The Task Force also established certain procedures the Ad Board would follow in the event that the accuser--or "complainant," as the report says--wished to press charges. These procedures include the procurement of written statements from both parties and all witnesses as well as the formation of a Peer Dispute Subcommittee.

The police would not be contacted (except with the usual statistics on violent crime) unless the complainant chose to go to the authorities (a step the Task Force "strongly encourage[s]" complainants to take).

As expected, the student-run subcommittee is the most controversial provision with stuffy Ad Board members. Basically each six-person subcommittee (there will be a separate one for each case) will be the Ad Board's "fact-finding agent." After some training, it will convene separate and confidential hearings with witnesses and the parties involved. Then it will report to the Ad Board, which will vote on whether it believes sexual misconduct occurred. Each subcommittee member will also get a vote.

WE AGREE WITH many of these recommendations. For example, we too feel that the community needs to be better informed "about the College's behavioral standards, penalties for violating those standards and resources for people who are subject to sexual misconduct."

The procedures the Take Force outlined for expanded education and counseling--including more written materials to be distributed to students and greater publicity of Harvard's resources--should be adopted.

In addition, the Task Force is right to ask that students be included on Peer Dispute Sub-committees created by the Ad Board to investigate complaints of sexual misconduct--and all other complaints. Put simply, the students who live in this community have a right to help decide verdicts in the disciplinary complaints brought against their peers.

We hope that the students on the committee can help to change the clandestine quality of many of the Ad Board's decisions. Important admonishments about "confidentiality" have on occasion gone too far, with questionable rulings never receiving the public scrutiny they deserve--which discourages some victims from coming forward and means some "respondents" (those who are accused) who are wrongly charged have no recourse.

Just as federal and state courts allow reporters to cover trials, the Ad Board's hearings should be open to the media as well. We do not ask for an unwieldy open forum with students able to raise questions at every turn of phrase, but we demand that members of the community have the ability to assess the Ad Board's now-closed decisions.

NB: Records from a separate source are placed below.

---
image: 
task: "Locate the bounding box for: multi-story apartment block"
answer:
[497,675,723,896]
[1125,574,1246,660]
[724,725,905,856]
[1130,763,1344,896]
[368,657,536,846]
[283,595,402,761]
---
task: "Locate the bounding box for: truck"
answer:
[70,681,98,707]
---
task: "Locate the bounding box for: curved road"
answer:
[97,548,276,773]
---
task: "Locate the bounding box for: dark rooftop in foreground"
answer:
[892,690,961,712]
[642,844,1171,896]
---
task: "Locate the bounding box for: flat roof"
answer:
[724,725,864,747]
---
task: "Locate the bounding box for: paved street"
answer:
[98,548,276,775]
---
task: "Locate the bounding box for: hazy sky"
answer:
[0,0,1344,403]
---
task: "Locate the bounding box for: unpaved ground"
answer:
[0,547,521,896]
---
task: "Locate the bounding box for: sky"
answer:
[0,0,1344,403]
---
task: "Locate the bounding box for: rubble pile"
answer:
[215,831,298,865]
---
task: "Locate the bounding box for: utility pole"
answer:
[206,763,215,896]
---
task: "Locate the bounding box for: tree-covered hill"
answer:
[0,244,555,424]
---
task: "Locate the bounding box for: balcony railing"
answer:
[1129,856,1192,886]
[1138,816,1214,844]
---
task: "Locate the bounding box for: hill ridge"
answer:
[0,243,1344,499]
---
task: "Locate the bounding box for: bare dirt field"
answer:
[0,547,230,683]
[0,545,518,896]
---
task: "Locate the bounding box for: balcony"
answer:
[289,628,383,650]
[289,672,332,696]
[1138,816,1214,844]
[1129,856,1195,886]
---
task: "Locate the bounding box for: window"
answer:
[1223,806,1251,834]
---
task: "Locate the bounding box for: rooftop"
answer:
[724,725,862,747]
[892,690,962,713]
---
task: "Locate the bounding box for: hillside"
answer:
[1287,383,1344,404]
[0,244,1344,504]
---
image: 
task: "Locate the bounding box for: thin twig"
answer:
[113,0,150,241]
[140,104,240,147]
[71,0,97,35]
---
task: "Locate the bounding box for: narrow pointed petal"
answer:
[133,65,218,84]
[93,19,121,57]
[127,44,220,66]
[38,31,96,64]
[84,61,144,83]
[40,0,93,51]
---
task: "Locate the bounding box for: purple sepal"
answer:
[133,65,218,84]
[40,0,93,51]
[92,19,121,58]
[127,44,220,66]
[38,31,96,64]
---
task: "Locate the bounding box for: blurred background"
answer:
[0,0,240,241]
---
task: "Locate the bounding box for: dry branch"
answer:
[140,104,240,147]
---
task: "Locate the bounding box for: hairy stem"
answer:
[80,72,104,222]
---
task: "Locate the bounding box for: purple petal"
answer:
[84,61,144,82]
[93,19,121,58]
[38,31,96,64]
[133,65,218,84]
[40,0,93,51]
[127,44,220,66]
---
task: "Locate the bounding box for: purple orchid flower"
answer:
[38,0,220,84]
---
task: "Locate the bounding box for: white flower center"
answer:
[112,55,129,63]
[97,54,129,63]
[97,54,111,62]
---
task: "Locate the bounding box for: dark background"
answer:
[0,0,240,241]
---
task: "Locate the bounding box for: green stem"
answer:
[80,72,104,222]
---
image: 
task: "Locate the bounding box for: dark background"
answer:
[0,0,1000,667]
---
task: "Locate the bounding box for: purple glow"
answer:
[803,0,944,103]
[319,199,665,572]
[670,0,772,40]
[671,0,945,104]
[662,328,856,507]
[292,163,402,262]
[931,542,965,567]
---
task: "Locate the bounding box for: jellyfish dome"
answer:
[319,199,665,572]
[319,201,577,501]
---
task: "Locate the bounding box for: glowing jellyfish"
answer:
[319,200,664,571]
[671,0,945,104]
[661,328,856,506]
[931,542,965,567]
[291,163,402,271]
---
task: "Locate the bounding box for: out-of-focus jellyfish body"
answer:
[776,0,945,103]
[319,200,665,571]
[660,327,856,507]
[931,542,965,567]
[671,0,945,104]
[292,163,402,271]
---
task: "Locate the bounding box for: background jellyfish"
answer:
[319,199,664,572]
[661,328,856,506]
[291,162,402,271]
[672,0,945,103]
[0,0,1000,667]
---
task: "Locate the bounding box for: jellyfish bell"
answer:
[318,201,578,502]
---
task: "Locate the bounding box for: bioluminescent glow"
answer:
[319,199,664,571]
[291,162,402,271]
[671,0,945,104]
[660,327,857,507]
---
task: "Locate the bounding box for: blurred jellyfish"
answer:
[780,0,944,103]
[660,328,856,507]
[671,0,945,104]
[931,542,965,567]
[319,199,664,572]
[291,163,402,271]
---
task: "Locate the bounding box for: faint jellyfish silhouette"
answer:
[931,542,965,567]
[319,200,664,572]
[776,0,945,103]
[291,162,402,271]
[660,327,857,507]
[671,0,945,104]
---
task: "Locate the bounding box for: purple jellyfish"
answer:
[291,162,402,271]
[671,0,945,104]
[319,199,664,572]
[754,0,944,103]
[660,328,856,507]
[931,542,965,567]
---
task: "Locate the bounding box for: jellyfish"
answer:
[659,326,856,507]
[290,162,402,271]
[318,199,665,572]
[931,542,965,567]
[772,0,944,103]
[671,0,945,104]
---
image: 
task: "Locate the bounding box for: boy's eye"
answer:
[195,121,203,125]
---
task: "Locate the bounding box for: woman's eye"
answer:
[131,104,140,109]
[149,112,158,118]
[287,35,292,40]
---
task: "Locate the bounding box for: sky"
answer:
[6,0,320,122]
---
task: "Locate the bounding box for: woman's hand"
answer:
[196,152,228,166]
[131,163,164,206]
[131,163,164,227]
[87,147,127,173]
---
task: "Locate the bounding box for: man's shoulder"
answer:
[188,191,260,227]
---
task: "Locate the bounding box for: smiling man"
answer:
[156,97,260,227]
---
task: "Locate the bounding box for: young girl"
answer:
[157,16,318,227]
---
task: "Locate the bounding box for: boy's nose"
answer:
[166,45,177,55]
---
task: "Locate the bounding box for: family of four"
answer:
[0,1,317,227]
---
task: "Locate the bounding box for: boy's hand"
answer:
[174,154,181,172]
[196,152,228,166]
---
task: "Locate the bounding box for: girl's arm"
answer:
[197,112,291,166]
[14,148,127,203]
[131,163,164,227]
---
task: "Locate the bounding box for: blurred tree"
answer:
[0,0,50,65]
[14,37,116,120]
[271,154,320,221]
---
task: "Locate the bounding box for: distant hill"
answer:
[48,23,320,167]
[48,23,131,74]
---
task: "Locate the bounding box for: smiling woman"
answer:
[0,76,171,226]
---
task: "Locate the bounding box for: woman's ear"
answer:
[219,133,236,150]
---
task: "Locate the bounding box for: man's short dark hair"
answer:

Specific cases in which confidentiality is necessary could be accommodated under such a plan. For example, in the cases of sexual misconduct, the subcommittees and the press should not release names, only facts.

Therefore, while we are encouraged by the Task Force's recommendation that disciplinary subcommittees include students, we are disturbed by its unwillingness to allow more public review procedures when necessary. The Task Force allowed for appeal only when new information is uncovered or when "failure of the Board to follow its written procedures" occurs. Furthermore, only the accuser--not the accused--can appeal the decision to the dean of the Faculty of Arts and Sciences.

Perhaps more than other cases, those involving sexual misconduct involve emotional responses to sometimes cloudy facts. More public review procedures--with names and places changed--should have been adopted.

FINALLY, WE MUST object again to the closed-door nature of the Task Force itself. Only Taks Force members were allowed to debate the policy--a policy which concerns all students who care about sexual misconduct or who will be involved in such cases. And only one male undergraduate (and three male administrators) served on the 19-member group. A little more diversity would have been nice.

In the end, and after many months, the Task Force came up with some good proposals. But only when all Ad Board procedures are open to student review will the College's disciplinary policies move out of the Star Chamber.